Synthesising 2D images of adult-child interaction for human pose estimation
Summary
In the last few years, Human pose estimators have gotten better at predicting the pose of people, especially adults. Pose estimators still struggle with occlusions and the performance on children has not improved as much either due to a lack of child-specific pose data and child bodies having different proportions. Adult-child interaction is even more difficult as it has lots of occlusions and people with vastly different body sizes. This is unfortunate as it could potentially be really helpful. Human pose estimation can be applied in many areas, e.g., in human-computer interaction, healthcare, or behavioural sciences.
In this research, I try to improve pose estimators’ performance on adult-child interactions by synthesising data of said interaction. Authors of other studies have tried to solve the a of pose data by synthesising pose data using motion capture data. I tried a different approach, synthesising data by adjusting 3D human models’ poses in Unity. The adult and child models are adjusted such that they interact. In total I created 40 different interaction scenes, which I used to create 40,571 2D images of the interaction. During the synthesising I diversified the aesthetics to create a varied set of images. Unity automatically added precise annotations, 2D and 3D keypoint locations a.o., such that I was able to use these images to finetune four state-of-the-art human pose estimators (HigherHRNet-W32, HigherHRNet-W48, HRNet-W48 and Stacked Hourglass).

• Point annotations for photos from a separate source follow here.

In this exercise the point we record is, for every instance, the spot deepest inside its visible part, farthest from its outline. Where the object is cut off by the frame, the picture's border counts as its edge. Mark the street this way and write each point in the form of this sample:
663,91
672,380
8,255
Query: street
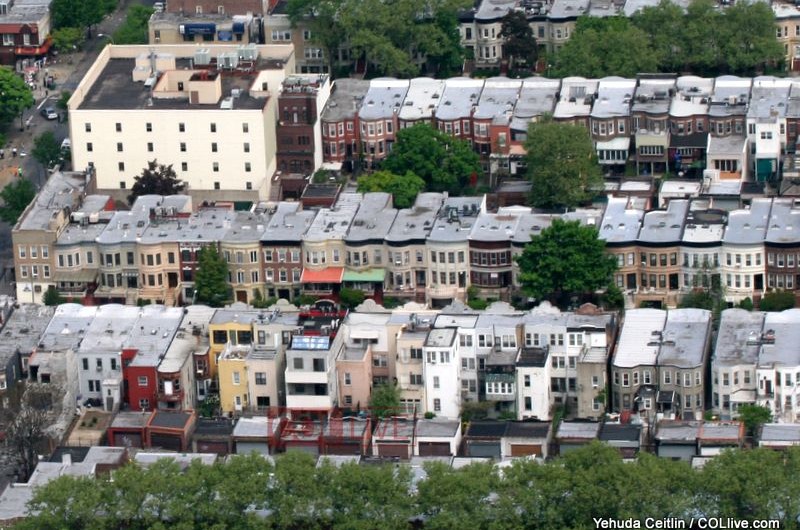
68,70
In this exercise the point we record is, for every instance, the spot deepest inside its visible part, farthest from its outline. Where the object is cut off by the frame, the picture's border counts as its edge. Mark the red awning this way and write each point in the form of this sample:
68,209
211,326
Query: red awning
38,50
329,275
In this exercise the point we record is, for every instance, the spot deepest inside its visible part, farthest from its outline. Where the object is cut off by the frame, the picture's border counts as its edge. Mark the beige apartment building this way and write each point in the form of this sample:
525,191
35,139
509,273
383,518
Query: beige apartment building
210,112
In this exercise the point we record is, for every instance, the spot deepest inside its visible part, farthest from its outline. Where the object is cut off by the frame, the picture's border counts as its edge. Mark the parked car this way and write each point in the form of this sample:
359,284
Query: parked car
49,113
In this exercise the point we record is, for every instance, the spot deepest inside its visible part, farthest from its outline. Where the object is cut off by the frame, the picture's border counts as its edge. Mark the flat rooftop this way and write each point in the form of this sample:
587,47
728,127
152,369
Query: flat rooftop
460,96
60,191
415,223
22,330
638,340
345,100
685,338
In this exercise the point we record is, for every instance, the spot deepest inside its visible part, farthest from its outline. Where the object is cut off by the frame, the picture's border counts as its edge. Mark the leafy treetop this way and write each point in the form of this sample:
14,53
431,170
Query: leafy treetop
404,188
562,164
445,163
156,179
566,258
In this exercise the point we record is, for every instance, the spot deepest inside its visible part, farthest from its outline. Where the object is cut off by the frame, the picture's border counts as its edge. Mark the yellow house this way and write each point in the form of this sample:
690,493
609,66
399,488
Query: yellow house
228,326
233,381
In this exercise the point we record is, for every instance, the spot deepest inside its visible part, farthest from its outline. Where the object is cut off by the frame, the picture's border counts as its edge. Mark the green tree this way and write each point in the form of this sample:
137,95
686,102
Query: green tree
445,163
322,20
664,26
156,179
52,297
16,197
385,400
777,301
134,29
562,164
211,278
566,258
15,96
67,40
601,47
351,298
520,44
46,150
753,417
403,188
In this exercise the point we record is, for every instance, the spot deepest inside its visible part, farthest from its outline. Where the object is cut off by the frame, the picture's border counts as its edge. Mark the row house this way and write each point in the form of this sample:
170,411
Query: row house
575,101
34,236
766,126
537,98
650,123
378,118
734,361
324,246
778,365
366,360
241,248
448,249
299,128
25,27
453,114
312,383
281,245
406,254
658,243
203,26
340,125
743,260
183,374
562,362
21,326
660,362
365,254
491,116
610,121
727,150
420,101
408,363
689,122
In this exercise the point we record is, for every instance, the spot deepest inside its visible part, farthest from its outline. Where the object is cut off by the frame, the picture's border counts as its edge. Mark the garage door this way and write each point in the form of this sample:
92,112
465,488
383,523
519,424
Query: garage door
526,450
395,450
434,449
343,449
128,439
245,448
172,443
483,450
220,448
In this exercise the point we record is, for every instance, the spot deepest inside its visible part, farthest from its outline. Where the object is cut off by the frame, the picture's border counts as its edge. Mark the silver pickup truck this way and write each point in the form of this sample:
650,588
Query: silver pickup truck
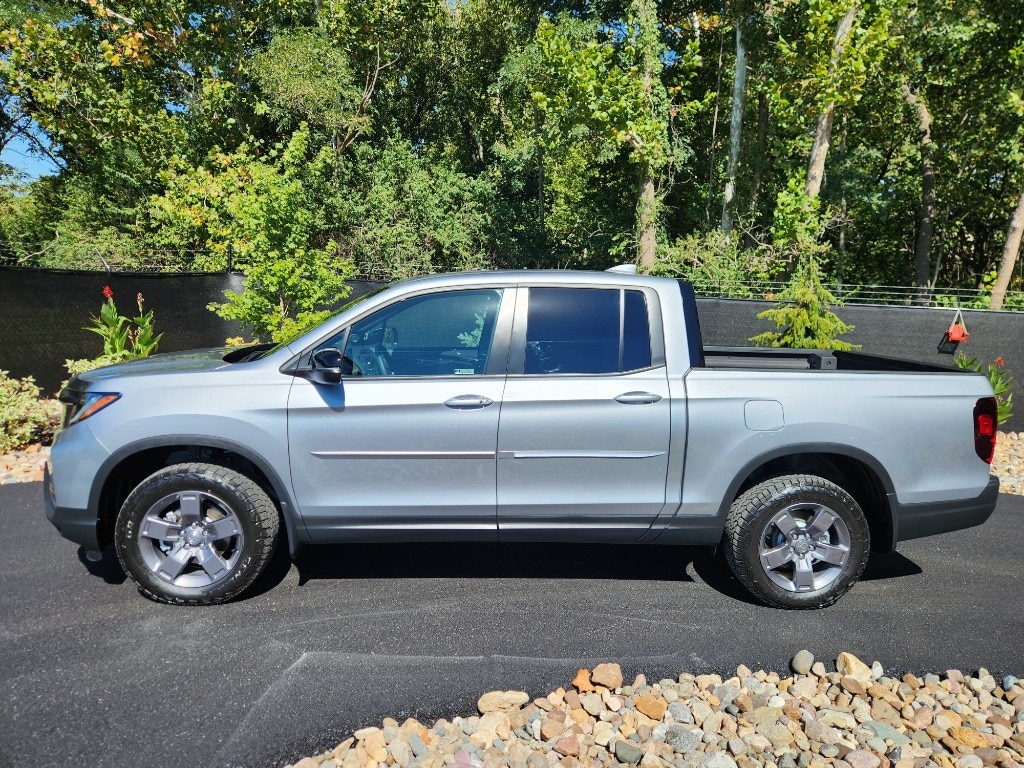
518,407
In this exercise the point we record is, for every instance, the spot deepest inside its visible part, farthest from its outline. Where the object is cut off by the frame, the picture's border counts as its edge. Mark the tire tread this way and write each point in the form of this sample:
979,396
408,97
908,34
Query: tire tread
257,504
745,514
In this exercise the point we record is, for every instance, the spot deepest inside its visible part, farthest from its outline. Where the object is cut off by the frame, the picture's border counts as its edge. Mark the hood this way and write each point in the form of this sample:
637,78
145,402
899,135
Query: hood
190,360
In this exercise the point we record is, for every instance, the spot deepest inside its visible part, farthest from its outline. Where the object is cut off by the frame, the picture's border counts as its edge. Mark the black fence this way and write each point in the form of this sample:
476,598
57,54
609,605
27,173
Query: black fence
43,313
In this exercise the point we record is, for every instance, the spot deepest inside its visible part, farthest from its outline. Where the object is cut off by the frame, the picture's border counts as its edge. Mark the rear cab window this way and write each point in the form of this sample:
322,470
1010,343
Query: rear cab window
586,331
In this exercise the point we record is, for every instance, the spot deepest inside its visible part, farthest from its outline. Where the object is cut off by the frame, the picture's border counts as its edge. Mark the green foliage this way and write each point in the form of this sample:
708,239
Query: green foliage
305,77
124,338
1000,380
803,315
24,418
265,213
409,214
717,264
455,135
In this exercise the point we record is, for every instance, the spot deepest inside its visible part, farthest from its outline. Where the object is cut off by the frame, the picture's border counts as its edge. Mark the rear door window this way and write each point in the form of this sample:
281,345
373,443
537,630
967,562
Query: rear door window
586,331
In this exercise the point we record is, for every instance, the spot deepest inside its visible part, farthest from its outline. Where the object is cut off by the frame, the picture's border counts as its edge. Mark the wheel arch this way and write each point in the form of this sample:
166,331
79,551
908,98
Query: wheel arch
855,471
128,466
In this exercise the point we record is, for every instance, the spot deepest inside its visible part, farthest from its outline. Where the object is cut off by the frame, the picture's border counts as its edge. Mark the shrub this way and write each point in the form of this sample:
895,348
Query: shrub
24,418
1000,380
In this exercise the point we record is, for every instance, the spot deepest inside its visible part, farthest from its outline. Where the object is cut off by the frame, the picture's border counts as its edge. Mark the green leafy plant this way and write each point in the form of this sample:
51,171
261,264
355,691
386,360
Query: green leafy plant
803,315
1000,380
24,417
123,337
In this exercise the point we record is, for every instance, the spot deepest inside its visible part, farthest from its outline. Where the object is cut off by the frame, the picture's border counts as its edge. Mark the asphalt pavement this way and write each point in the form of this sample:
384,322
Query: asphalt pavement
93,674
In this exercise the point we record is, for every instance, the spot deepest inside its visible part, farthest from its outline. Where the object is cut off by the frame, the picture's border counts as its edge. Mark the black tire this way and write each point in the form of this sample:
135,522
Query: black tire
196,535
778,556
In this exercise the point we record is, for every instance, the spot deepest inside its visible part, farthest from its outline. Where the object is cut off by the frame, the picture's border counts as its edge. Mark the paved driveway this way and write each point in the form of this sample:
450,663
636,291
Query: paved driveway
94,675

To finetune the models, I combined a subset of the synthesised images (27,042 images) with COCO training data and trained on the combination. I evaluated their performance on a Youth images test set for which I annotated 520 challenging images of adult-child interaction. These images are challenging due to occlusions, self-occlusions, people blending in with the background and keypoints falling outside of the camera bounds. I found that the models’ AP improved by 1.81, 0.72, 1.14 and 1.55 after finetuning while the AR performance improvements are larger, 2.52, 2.17, 1.35 and 1.25 respectively. These improvement show that motion capture data is not necessary for synthesising images that can improve pose estimators' performance on adult-child interaction data.